Could you help check this case? Thanks.

Best Regards,

Cherry

  • 1) Why is the busy state still present after the transmission is complete and cannot be cleared?

    I2C transaction is not complete until a STOP condition is generated. Busy bit will remain set until I2C STOP condition is generated. It cannot be cleared manually.

    2) What is the correct read logic? In current writing, only the clock for the byte of the address is written, and the clock for reading is completely out. 

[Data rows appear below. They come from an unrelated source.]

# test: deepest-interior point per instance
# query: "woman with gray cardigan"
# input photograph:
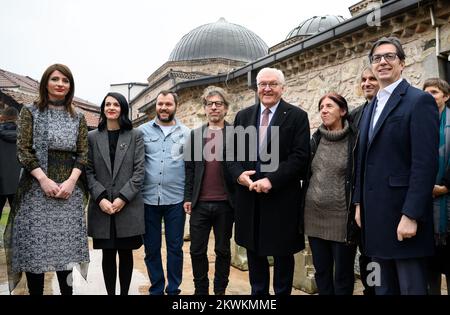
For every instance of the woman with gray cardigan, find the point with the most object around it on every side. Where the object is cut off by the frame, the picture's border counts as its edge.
(329, 221)
(115, 176)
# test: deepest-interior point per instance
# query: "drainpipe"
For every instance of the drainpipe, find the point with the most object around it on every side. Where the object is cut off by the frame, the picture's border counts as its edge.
(438, 32)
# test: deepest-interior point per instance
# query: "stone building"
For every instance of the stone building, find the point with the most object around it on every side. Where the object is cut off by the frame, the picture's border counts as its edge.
(320, 55)
(17, 90)
(316, 59)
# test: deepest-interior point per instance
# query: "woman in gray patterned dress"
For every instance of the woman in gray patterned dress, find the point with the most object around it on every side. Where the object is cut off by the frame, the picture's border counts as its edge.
(47, 229)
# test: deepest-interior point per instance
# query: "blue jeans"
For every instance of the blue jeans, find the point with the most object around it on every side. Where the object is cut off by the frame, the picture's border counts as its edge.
(174, 217)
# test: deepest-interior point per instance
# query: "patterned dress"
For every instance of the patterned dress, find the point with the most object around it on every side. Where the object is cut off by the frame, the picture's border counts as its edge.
(48, 234)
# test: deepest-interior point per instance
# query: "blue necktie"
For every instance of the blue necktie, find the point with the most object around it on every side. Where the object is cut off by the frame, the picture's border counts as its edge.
(371, 126)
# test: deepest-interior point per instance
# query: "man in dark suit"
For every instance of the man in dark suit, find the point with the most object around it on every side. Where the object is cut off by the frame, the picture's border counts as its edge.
(270, 159)
(9, 165)
(369, 87)
(208, 194)
(396, 171)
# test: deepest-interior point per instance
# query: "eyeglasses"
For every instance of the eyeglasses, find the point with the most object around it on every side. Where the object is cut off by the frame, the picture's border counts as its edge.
(271, 85)
(217, 103)
(388, 57)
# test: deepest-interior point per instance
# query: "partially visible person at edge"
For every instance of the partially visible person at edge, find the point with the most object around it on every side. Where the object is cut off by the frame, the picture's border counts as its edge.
(440, 263)
(267, 169)
(208, 194)
(9, 166)
(329, 219)
(163, 193)
(395, 175)
(115, 176)
(369, 87)
(46, 229)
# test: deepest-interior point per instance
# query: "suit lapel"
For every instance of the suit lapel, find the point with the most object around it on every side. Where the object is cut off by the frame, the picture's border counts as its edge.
(391, 104)
(122, 147)
(280, 114)
(103, 146)
(277, 120)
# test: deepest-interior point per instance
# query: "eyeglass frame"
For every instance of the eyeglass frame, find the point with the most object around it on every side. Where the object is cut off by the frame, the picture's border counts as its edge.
(218, 104)
(271, 85)
(383, 56)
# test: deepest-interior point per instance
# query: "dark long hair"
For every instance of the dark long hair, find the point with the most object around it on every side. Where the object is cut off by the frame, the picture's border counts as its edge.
(42, 102)
(339, 100)
(124, 121)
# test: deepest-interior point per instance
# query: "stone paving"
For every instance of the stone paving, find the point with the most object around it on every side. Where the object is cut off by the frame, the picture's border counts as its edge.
(94, 285)
(238, 285)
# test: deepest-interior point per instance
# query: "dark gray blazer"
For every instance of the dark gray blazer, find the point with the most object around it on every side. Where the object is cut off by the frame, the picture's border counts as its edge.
(127, 180)
(194, 169)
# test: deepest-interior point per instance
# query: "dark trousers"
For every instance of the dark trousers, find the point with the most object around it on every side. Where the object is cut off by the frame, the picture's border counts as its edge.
(334, 264)
(3, 201)
(402, 276)
(364, 273)
(109, 267)
(259, 273)
(217, 215)
(35, 282)
(174, 217)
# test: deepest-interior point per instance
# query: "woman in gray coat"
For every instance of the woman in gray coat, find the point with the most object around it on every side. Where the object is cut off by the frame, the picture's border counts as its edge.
(115, 175)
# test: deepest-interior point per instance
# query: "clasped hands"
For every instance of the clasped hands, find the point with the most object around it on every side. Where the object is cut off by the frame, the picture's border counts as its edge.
(111, 207)
(262, 185)
(61, 191)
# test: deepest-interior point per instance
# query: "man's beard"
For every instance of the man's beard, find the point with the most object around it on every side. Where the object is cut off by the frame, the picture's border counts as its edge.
(168, 119)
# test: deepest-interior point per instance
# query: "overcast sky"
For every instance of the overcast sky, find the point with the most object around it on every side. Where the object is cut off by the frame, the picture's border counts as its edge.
(115, 41)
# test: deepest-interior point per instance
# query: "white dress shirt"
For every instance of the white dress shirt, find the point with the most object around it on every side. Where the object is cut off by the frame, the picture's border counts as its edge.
(383, 96)
(271, 109)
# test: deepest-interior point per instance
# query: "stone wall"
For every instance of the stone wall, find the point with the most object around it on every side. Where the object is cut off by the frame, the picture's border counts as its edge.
(304, 88)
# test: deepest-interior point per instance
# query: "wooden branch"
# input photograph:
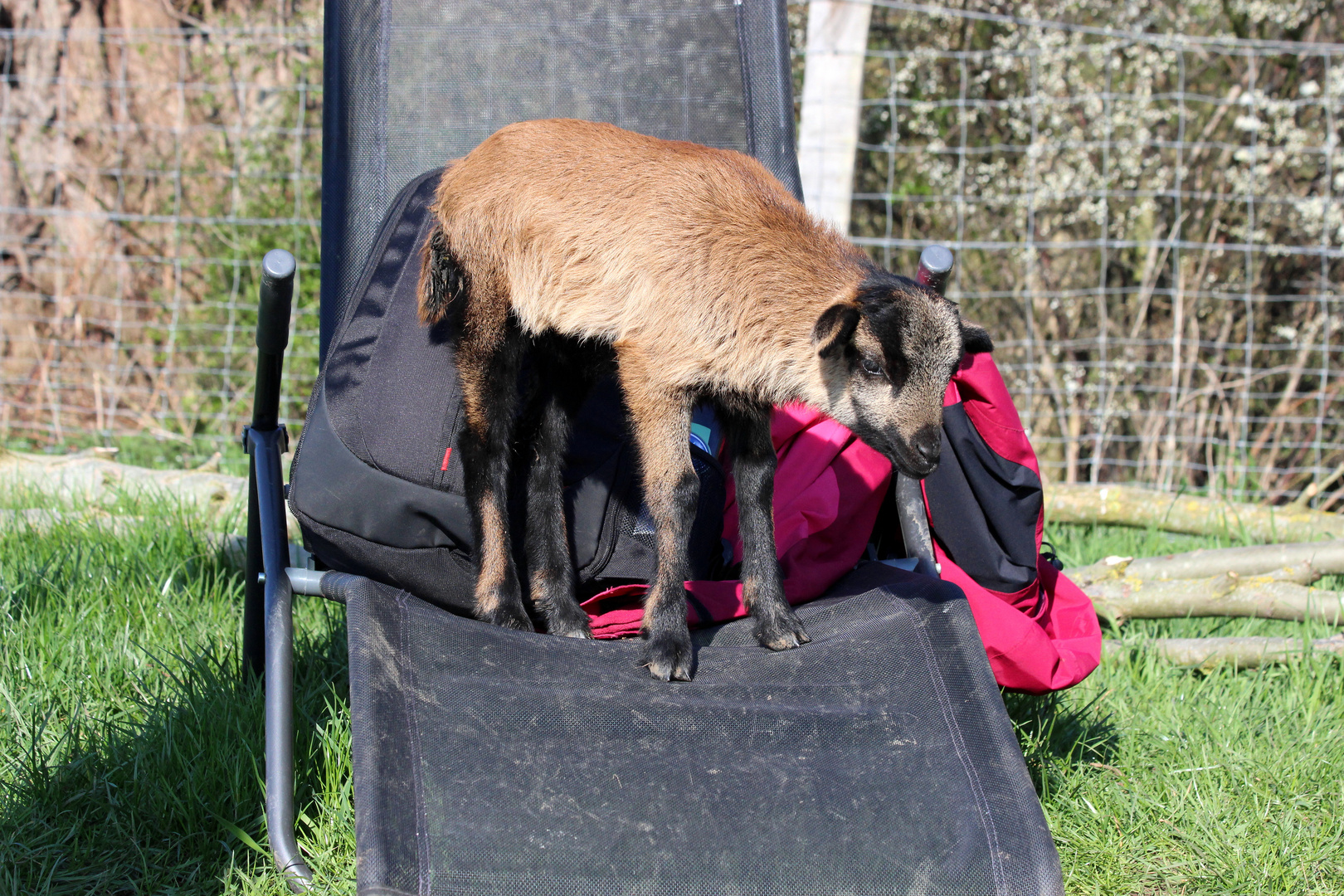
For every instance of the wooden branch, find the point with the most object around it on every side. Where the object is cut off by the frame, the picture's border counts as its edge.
(1265, 597)
(91, 477)
(1246, 653)
(1308, 561)
(1131, 505)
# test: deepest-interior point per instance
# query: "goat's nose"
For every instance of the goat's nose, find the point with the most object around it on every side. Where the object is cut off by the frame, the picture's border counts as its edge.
(929, 444)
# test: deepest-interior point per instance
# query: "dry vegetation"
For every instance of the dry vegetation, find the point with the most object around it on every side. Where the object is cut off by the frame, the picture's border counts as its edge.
(151, 155)
(1151, 225)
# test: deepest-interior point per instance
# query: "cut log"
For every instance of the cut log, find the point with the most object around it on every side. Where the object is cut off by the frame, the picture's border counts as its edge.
(91, 477)
(1265, 597)
(1144, 508)
(1324, 558)
(1283, 566)
(1246, 653)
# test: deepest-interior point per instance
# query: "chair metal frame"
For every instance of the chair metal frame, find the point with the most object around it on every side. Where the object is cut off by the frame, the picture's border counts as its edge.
(269, 583)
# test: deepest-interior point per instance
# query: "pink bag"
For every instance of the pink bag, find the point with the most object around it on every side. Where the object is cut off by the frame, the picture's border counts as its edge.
(984, 507)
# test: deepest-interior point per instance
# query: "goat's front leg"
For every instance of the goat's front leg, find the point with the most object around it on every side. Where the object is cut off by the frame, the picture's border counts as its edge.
(747, 433)
(488, 359)
(661, 433)
(562, 386)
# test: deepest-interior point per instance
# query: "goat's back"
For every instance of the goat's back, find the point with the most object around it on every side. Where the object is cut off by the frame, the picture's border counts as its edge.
(601, 232)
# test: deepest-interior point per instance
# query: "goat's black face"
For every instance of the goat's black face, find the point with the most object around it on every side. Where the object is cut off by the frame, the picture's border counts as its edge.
(886, 360)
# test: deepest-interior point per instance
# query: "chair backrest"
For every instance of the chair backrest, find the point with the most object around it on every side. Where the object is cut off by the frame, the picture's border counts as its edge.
(413, 84)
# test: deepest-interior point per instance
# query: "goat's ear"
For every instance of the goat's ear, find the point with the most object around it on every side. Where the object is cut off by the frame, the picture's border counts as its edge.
(835, 328)
(975, 340)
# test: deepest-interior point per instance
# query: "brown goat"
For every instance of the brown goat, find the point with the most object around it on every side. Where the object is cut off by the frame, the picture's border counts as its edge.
(710, 282)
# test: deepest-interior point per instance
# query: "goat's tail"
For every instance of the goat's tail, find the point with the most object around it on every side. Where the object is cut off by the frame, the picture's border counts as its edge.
(442, 278)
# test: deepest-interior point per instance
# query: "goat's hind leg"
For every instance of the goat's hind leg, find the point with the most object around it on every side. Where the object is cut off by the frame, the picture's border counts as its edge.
(488, 358)
(563, 379)
(747, 430)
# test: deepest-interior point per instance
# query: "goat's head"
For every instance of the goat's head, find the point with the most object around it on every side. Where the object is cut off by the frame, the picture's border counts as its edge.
(886, 358)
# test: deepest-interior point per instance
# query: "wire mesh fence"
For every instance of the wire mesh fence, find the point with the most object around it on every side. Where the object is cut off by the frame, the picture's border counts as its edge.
(147, 171)
(1148, 219)
(1149, 223)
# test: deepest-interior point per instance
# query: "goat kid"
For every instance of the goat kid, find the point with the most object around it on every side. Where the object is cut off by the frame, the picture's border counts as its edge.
(709, 281)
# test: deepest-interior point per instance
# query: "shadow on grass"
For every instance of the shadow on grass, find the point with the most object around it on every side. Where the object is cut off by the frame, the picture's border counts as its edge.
(1060, 731)
(168, 801)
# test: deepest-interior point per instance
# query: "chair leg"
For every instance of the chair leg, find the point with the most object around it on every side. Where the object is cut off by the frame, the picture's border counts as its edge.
(269, 627)
(254, 594)
(280, 660)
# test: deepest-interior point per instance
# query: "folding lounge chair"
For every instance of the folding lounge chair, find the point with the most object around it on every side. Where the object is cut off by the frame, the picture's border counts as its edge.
(875, 759)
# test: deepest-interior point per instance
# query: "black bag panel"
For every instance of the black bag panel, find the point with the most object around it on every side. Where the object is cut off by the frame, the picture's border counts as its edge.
(442, 577)
(984, 508)
(390, 381)
(340, 490)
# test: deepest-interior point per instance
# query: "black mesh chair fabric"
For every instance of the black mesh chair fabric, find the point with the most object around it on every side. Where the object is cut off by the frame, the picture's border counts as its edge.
(413, 84)
(877, 759)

    I would encourage you to review i2c_ex4_eeprom_polling example (released almost a year back) in C2000Ware. What is the I2C target (slave) you are trying to talk to? All the I2C targets (slave) mention how to initiate a read command. You need to configure your I2C controller (master) to follow the read protocol mentioned by I2C target datasheet.

    Regards,

    Manoj

  • Hi Manoj,

    Thanks for your support.

    Customers don't want to transmit/receive with interrupts. 

    The slave is eeprom, and in the actual project there's no interrupt.

    Thanks and Regards,

    Cherry

  • Yes, the example I suggested is for I2C EEPROM communication without using interrupts.